中堅インテグレータのSRAは4月、データベース(DB)ソフト「PowerGres」の英語版を米国で出荷する。PowerGresはオープンソースのDBソフト「PostgreSQL」にSRAが独自開発の管理ツールを組み合わせ、サポートを付けたパッケージ製品。PostgreSQLのディストリビューションは世界でもまだ珍しい。「世界規模でリレーショナルDBソフトのシェアを10%とりたい」とSRAの鹿島亨社長は意気込む。

 米国での販売形式はSRAアメリカを通じた販売と、Webサイトからのダウンロード販売の2形態。まずは、Windowsで動作する「PowerGres on Windows」の出荷から始める。
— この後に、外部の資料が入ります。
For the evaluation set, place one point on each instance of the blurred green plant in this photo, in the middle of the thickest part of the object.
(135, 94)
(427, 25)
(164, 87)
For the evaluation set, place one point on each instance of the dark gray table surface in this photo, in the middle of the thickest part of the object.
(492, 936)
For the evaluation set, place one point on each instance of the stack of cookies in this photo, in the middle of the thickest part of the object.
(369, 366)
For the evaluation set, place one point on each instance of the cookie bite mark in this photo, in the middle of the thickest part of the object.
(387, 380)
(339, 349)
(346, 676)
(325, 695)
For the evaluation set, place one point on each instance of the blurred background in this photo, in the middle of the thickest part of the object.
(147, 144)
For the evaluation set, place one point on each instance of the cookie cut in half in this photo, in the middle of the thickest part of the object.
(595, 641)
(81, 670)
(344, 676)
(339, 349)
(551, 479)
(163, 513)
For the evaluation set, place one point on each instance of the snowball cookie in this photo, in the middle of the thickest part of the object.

価格は430ドル。米国での販売目標は2004年4月~2005年3月までの間に1000本。さらに今年7月以降、Linux版の「PowerGres on Linux」や上位版の「PowerGres Plus」を米国で出荷する計画。同時に、欧州にも展開する予定だ。

 またSRAの鹿島社長は、子会社であった、Linuxディストリビュータのターボリナックスをインターネット関連事業を手がけるライブドアに売却したことについて触れた。「米国のザSCOグループが訴訟を始めたことにより、United Linux陣営が事実上の活動停止になったことが売却の大きな理由」と語る。「2002年8月にターボリナックスを買収した際には、サーバー向けLinuxの開発を期待していたが、先の理由からターボリナックスがデスクトップ向けLinuxに注力せざるを得なくなった。これでは当社とのシナジー効果を発揮できないと判断した」(鹿島社長)。

 鹿島社長は今回の売却を「前向きに捉えている」と公言する。「(ターボリナックスの買収以前のように)中立な立場からレッドハットなど他のLinuxディストリビュータと接することができるようになる。純粋に売却益だけを見ても、税金対策に困るほどだ」(同)。